Lock down how your APIs authenticate: get started free or read the documentation.
Frequently Asked Questions
Are static API keys ever acceptable?
Yes, for low-risk server-to-server traffic, provided you treat them like passwords: scope each key to the minimum operations it needs, tie it to one client, store it hashed rather than in plaintext, rate-limit per key, give it an expiry, and make rotation possible without downtime. For user-facing or higher-risk cases, prefer short-lived OAuth bearer tokens instead.
How do I validate a JWT securely?
Pin the accepted algorithm explicitly rather than trusting the token's own alg field, verify the signature against the correct key, and check the exp, nbf, iss, and aud claims on every request.
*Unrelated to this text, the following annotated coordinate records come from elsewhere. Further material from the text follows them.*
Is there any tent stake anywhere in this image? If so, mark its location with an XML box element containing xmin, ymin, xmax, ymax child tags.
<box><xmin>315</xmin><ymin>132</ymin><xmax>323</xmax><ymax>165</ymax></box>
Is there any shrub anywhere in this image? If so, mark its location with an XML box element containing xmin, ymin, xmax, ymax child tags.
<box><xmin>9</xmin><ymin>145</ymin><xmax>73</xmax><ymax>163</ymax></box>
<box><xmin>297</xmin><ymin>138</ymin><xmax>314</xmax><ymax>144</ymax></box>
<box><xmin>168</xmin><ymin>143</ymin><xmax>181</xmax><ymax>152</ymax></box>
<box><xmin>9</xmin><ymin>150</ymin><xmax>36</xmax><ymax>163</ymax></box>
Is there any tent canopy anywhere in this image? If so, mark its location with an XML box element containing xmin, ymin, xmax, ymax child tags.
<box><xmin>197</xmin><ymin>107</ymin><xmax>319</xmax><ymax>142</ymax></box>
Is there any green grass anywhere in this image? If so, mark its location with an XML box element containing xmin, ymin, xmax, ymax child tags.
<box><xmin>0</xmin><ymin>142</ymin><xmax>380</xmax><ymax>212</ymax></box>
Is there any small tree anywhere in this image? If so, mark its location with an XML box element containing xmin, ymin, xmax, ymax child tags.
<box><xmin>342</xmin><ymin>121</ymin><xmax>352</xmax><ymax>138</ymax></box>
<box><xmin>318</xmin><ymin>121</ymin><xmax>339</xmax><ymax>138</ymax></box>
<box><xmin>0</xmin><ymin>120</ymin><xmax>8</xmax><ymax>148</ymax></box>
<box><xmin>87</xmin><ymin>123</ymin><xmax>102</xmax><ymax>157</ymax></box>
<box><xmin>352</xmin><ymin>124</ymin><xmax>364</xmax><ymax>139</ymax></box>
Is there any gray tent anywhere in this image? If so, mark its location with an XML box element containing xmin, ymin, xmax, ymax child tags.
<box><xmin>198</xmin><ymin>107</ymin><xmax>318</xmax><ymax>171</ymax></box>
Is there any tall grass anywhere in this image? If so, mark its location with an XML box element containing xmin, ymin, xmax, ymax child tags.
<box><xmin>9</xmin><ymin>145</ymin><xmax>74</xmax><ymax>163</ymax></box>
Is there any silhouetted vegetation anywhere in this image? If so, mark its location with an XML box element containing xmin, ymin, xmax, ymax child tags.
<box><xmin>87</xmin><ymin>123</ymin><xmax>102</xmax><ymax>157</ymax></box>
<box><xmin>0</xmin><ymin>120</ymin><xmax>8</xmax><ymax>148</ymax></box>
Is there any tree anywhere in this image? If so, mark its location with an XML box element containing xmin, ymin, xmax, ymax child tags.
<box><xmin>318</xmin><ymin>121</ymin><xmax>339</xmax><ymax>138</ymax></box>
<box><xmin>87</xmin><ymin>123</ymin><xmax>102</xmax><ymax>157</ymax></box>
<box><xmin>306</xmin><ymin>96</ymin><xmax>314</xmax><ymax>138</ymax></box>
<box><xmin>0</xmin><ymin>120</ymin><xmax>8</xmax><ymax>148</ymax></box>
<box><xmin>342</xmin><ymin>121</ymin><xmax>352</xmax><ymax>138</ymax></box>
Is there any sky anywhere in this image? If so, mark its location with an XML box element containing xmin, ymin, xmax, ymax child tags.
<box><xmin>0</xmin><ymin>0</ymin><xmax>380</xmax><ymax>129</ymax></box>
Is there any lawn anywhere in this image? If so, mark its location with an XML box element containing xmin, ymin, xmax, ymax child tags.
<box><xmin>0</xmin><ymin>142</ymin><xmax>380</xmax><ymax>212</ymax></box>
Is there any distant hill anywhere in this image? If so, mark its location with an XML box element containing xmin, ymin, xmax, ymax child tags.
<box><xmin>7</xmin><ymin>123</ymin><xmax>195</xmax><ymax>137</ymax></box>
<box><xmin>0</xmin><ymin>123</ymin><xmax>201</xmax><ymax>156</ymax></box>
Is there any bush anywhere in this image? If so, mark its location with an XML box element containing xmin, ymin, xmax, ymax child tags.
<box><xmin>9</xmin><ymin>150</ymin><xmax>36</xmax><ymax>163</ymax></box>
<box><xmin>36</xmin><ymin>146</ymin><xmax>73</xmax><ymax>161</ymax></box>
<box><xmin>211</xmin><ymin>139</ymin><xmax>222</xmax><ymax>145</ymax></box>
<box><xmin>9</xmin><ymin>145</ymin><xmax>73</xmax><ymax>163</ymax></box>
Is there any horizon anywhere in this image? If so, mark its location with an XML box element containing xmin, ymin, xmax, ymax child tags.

This defeats the alg: none bypass and the RS256-to-HS256 algorithm-confusion attack, which are the two classic JWT forgery techniques.
Why does keeping my auth library updated matter?
Because token validation bugs live in libraries, not just your code. CVE-2022-23529 in jsonwebtoken before 9.0.0, for example, involved how the verification function handled the key parameter, and version 9.0.0 added stricter checks. A stale auth library can undermine otherwise correct validation logic, so patch it as a first-class control.
When should I use mTLS or request signing instead of bearer tokens?
Use them for high-value machine-to-machine or partner APIs where a replayed bearer token would be especially damaging. Mutual TLS authenticates the client by certificate at the transport layer, and HMAC request signing binds each request to a signed timestamp and body hash, preventing tampering and replay. Both raise the bar well above a portable bearer credential.